WASHINGTON (Reuters) - Japan’s struggle with economic stagnation shows the need for action to boost the U.S. economy, outgoing senior White House aide Larry Summers said on Monday as he urged passage of a $858 billion tax-cut deal.
Summers, who is stepping down at the end of this year, said lackluster spending by consumers and businesses was a major constraint on the U.S. economy and the government needed to help offset that shortfall through fiscal measures.
“There cannot be any question that the constraint on our economy now and for the next several years will be the lack of demand,” Summers told the Economic Policy Institute. “We must do everything we can to ensure that this recovery is as rapid as possible.”
Japan’s example shows it is a “serious mistake” to be too complacent early in an economic recovery, Summers said.
The speech at the think tank is Summers’ last before he leaves his post as director of National Economic Council to return to a teaching job at Harvard University.
Obama has not yet named Summers’ successor and White House spokesman Robert Gibbs cast doubt on the prospect that there would be an announcement by the end of the year.

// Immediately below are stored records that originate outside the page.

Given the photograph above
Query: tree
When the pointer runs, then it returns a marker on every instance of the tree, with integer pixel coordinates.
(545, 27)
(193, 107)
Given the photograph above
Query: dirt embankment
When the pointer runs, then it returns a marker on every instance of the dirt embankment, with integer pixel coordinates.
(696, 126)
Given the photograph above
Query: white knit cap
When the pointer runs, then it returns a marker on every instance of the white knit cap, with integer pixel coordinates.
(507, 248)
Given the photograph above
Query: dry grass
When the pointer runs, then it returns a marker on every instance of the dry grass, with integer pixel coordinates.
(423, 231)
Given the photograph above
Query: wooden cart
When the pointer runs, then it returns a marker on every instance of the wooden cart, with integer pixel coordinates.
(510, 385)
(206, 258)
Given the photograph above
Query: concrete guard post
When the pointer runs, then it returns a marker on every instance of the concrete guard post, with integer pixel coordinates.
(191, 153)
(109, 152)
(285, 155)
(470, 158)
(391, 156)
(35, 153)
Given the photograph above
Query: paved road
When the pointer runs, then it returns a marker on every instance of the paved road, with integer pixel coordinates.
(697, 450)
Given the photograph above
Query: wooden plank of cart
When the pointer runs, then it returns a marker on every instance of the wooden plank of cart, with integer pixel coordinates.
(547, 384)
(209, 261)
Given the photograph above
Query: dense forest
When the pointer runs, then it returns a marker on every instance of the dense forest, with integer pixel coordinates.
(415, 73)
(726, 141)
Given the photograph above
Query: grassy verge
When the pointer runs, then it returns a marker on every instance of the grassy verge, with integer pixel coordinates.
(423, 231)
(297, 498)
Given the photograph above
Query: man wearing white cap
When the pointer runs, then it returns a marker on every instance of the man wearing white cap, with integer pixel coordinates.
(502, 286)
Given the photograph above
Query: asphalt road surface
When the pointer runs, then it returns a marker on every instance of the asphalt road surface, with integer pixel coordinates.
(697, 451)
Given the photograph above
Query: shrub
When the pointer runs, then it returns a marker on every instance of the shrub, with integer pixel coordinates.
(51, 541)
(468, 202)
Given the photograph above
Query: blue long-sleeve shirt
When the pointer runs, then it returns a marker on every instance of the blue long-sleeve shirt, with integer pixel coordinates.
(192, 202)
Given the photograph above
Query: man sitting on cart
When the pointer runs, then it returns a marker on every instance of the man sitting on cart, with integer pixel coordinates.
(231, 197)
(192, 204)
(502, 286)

The tax-cut compromise, worked out between President Barack Obama and opposition Republicans is viewed with alarm by many Democrats, who worry the president gave away too much at the bargaining table by agreeing to temporarily extend Bush-era tax cuts for the wealthiest Americans.
“To be sure, this legislation is a compromise,” Summers said, adding that Obama strongly opposed some aspects of the deal, including extending tax breaks for the wealthy.
But he said provisions such as the extension of unemployment insurance, the payroll-tax holiday and tax breaks for business purchases of capital equipment would help give the economy forward momentum.
Spurred by the Tea Party movement, Republicans who will take control of the House of Representatives next year, are calling for spending curbs to help rein in budget deficits.
Summers said it was important to tackle long-term deficits, calling the imbalance between spending and revenues a “tax on our future.” But he said the current focus should be on reviving growth, adding that it was “right and necessary for government to counteract private-sector deleveraging.”
He called for further infrastructure spending to address a backlog of deferred projects and put Americans back to work. The U.S. unemployment rate now stands at 9.8 percent.
Summers’ two-year White House tenure marked a return to government after serving Treasury secretary in the 1990s.
Summers said he would miss economic policy-making but looked forward to the chance to step back from the “daily grind” and take a broader perspective.
The Obama administration had initially hoped to name a replacement for Summers by the end of the year, but that timeline now seems like it may slip.
Investment banker Roger Altman and senior Treasury official Gene Sperling are among those under consideration for Summers’ job.